I raced home and read through my medical notes (above). “Thank God,” I thought, “At least she didn’t have a heart attack.”
I then remembered my friend, Iain Allan, who is a Kenyan safari guide. He once was sued by an American client who was attacked by a hippo while on a walking safari that Iain was overseeing. The animal was shot, her life saved, but she suffered a foot drop as a permanent reminder. The waiver she signed before the walking safari began listed many dangers and risks of walking in the African bush including life threatening snake bites, lion attacks, and large mammals like elephants, hippos and water buffalo that are known to be extremely dangerous even lethal to human trespassers. But nowhere on the waiver was there ever a mention that hippos could run so fast. Certainly, according to the affidavit filed by the plaintiff, the exclusion of this claim led her to make a brash, dangerous and uniformed decision — for sure–to ever venture into the bush with trained, armed and experienced guides.
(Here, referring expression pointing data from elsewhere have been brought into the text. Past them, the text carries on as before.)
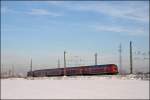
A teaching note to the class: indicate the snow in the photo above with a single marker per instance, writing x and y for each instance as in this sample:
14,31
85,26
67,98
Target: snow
79,87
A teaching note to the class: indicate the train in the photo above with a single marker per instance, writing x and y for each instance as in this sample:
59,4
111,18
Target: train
109,69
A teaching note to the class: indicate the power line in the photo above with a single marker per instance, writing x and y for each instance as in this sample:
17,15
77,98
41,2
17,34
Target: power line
64,63
95,58
120,58
131,69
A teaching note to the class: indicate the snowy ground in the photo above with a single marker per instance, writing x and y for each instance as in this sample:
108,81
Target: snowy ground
81,87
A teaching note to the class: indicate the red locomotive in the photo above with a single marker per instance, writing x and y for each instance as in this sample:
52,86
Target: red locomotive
71,71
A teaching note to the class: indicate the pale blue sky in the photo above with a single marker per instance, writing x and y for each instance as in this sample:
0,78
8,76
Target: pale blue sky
43,30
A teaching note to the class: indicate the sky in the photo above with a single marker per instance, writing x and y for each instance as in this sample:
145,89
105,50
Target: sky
43,30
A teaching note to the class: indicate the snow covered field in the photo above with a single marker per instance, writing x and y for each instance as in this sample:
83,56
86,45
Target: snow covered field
81,87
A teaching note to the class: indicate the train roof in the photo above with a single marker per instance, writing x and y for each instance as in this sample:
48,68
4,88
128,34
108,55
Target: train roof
74,67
This then is world we live in today. In the future I need to tell the next person who is working hard to ignore or downplay medical advice on top of everything else I might say and the volumes notes and words I must also add the Hippo defense: “WARNING: Hippos can run really fast. Be sure to take your medicine and follow your doctor’s advice to the letter or the hippo will ruthlessly run you down. Permanent injury even death could result.”
I’m sure patient compliance will skyrocket with this warning. I’m also 100% certain there are herds of lawyers clever enough to make a living by finding a way around that warning too.